Manfred Max-Neef / CEPAUR

Awarded 1983

Chile

For revitalising small and medium-sized communities through 'Barefoot Economics'.

Manfred Max-Neef (1932-2019) was a Chilean economist who gained an international reputation for his work and writing on development alternatives. A committed environmentalist, passionate musician, and inspiring professor, Max-Neef was also a leader seeking to change from the bottom up. 

If the first part of his career saw him working within the internationally accepted framework of economics, his decisive step into the mud gave him a different perspective on the world and the economist’s role. At the heart of his development alternatives lies the principle of practising economics as if people matter, working for the reorientation of development to stimulate local self-reliance and satisfy fundamental human needs.

In 1993, he was the first-ever ecologist to run for president in Chile. He became known as “the candidate of the absent issues”, promoting local economies and participatory democracy.

I severed my ties with the trends imposed by the economic establishment, disengaged myself from 'objective abstractions' and decided to step into the mud.

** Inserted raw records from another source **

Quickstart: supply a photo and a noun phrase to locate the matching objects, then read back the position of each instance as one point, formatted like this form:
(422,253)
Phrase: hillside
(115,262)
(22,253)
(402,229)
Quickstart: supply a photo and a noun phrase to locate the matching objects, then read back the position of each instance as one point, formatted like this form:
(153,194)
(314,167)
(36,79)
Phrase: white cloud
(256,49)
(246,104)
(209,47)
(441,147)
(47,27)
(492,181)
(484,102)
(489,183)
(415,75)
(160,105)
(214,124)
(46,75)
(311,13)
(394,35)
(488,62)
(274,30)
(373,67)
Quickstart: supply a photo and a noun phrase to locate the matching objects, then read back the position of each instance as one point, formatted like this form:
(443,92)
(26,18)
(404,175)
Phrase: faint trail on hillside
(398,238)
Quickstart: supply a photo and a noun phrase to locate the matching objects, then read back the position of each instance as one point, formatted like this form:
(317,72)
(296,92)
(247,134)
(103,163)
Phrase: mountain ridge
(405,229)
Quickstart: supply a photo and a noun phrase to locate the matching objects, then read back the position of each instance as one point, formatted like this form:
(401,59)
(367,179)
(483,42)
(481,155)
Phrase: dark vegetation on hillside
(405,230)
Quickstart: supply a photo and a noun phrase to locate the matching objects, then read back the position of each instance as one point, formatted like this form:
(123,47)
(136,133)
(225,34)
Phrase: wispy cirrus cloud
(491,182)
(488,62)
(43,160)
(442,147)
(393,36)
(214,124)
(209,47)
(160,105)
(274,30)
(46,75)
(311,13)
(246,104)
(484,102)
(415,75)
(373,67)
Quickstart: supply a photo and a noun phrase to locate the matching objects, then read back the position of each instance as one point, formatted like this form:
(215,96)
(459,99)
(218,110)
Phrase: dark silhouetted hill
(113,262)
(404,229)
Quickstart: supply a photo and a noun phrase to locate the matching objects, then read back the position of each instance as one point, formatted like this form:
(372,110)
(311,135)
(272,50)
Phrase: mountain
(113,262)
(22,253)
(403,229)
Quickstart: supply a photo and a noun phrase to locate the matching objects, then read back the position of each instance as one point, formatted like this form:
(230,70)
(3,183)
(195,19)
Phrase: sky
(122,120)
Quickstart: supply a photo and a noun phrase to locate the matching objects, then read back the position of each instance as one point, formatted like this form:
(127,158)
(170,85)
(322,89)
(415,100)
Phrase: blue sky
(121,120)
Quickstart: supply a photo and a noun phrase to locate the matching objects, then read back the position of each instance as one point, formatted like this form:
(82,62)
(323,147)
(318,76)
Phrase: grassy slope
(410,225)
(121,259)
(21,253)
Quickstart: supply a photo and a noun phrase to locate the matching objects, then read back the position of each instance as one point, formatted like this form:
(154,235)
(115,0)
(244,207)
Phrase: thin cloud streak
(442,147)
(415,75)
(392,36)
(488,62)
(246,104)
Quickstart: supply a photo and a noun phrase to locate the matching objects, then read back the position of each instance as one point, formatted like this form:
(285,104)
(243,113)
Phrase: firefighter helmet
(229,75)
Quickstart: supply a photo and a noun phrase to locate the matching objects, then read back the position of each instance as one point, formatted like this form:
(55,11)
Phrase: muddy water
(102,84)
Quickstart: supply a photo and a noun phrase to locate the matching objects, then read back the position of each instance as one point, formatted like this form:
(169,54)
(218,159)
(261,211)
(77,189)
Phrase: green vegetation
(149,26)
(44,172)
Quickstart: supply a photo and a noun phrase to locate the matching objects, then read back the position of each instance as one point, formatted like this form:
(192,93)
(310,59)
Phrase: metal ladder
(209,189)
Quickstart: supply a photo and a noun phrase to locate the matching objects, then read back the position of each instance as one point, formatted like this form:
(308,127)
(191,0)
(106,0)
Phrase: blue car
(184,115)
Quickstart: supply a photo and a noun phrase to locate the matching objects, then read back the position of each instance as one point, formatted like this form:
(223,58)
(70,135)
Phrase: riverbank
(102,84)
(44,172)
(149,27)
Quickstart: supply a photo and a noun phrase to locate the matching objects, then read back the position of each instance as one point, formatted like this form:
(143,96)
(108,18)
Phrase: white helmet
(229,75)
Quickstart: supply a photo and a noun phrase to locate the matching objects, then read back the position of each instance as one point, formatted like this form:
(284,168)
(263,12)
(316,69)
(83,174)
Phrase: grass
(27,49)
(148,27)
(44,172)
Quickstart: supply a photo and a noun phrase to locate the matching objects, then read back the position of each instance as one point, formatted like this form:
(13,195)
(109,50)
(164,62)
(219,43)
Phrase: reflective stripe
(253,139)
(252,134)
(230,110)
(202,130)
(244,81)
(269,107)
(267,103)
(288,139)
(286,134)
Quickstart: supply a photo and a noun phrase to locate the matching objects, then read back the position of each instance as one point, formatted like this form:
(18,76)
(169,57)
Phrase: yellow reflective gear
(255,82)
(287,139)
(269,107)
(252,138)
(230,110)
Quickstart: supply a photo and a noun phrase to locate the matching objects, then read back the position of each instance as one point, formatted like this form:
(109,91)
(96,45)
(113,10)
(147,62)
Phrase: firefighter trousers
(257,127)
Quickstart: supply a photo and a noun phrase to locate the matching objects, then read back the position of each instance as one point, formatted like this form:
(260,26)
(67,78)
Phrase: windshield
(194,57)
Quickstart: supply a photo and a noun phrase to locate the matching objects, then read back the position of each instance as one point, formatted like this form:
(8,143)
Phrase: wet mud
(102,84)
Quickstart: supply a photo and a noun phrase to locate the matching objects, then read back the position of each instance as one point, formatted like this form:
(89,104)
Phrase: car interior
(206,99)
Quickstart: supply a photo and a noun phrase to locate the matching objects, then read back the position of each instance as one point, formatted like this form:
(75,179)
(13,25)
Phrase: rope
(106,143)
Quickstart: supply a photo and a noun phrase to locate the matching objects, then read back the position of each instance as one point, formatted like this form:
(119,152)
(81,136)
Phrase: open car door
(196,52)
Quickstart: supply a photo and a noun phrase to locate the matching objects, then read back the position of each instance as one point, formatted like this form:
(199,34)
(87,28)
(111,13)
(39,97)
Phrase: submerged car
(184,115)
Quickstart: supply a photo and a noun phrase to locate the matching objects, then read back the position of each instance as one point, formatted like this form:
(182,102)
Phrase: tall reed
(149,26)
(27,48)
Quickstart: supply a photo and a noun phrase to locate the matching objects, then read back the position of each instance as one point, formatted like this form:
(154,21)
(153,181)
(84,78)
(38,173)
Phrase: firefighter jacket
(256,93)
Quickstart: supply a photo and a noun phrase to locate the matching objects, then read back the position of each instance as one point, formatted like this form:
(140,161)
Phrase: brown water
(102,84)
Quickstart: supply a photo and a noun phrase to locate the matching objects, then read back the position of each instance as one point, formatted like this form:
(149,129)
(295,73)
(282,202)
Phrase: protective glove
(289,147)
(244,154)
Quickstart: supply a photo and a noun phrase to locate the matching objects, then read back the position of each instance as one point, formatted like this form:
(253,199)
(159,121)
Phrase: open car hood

Manfred Max-Neef, 1983 Laureate

The barefoot economist

Manfred Max-Neef was a world-renowned Chilean economist most famous for his work on development alternatives. After teaching economics at the University of California (Berkeley) in the 1960s, he served as a Visiting Professor at a number of US and Latin American universities. He has worked on development projects in Latin America for the Pan-American Union, the UN Food and Agriculture Organization and the International Labour Office.

In 1981 he wrote the book for which he is best known, From the Outside Looking In: Experiences in Barefoot Economics, published by the Dag Hammarskjöld Foundation, Sweden. It describes his experiences as an economist attempting to practise 'economics as if people matter' among the poor in South America.

In the same year, he set up in Chile the organisation CEPAUR (Centre for Development Alternatives) largely dedicated to the reorientation of development in terms of stimulating local self-reliance and satisfying fundamental human needs. It has advocated a return to the human scale acting as a clearinghouse for information on the revitalisation and development of small and medium-sized urban and rural communities. CEPAUR has researched new tools, strategies and evaluative techniques for such development, assessed with projects aiming at greater local self-reliance and disseminated the results of its research and experience.

In Human Scale Development, published in 1987 in Spanish and later in English, Max-Neef and his colleagues at CEPAUR outlined a new development paradigm based on a revaluation of human needs. Needs are described as existential (having, doing, being) and as axiological (values) and the things needed to satisfy them are not necessarily dependent upon, or commensurate with, the kinds or quantities of economic goods available in any given society. The book seeks to counter the logic of economics with the ethics of well-being.

The candidate of the absent issues

In 1993, he once again became a pioneer by running for president in Chile as the first environmentalist and independent candidate, achieving an impressive minority vote. He was subsequently appointed Rector of the Universidad Austral de Chile in Valdivia, where he taught for 25 years until retirement in March 2019. During his extensive academic career, he authored fourteen books and more than a hundred scientific articles and essays translated into several languages. He was Director of the Master’s Degree Programme in Human Scale Development and Director of the first Latin American campus of the Right Livelihood College. This Right Livelihood education initiative linking activism and academia was created in Valdivia in 2013.

Throughout his life, he received the National Prize for the Promotion and Defense of Human Rights (Chile) and the Kenneth Boulding Award from the International Society for Ecological Economics, in 2008. The Soka University (Japan) bestowed on him the University Award of Highest Honour. He received honorary degrees from the University of Jordan, Saint Francis University and Milenaria University.

At the age of 86, Max-Neef passed away in his house in Valdivia. A year after his passing, an international and interdisciplinary group of young professionals, who had been his colleagues and students, founded an organisation bearing his name with the purpose of updating his ideas and putting them into practice through activism, research, education and public advocacy.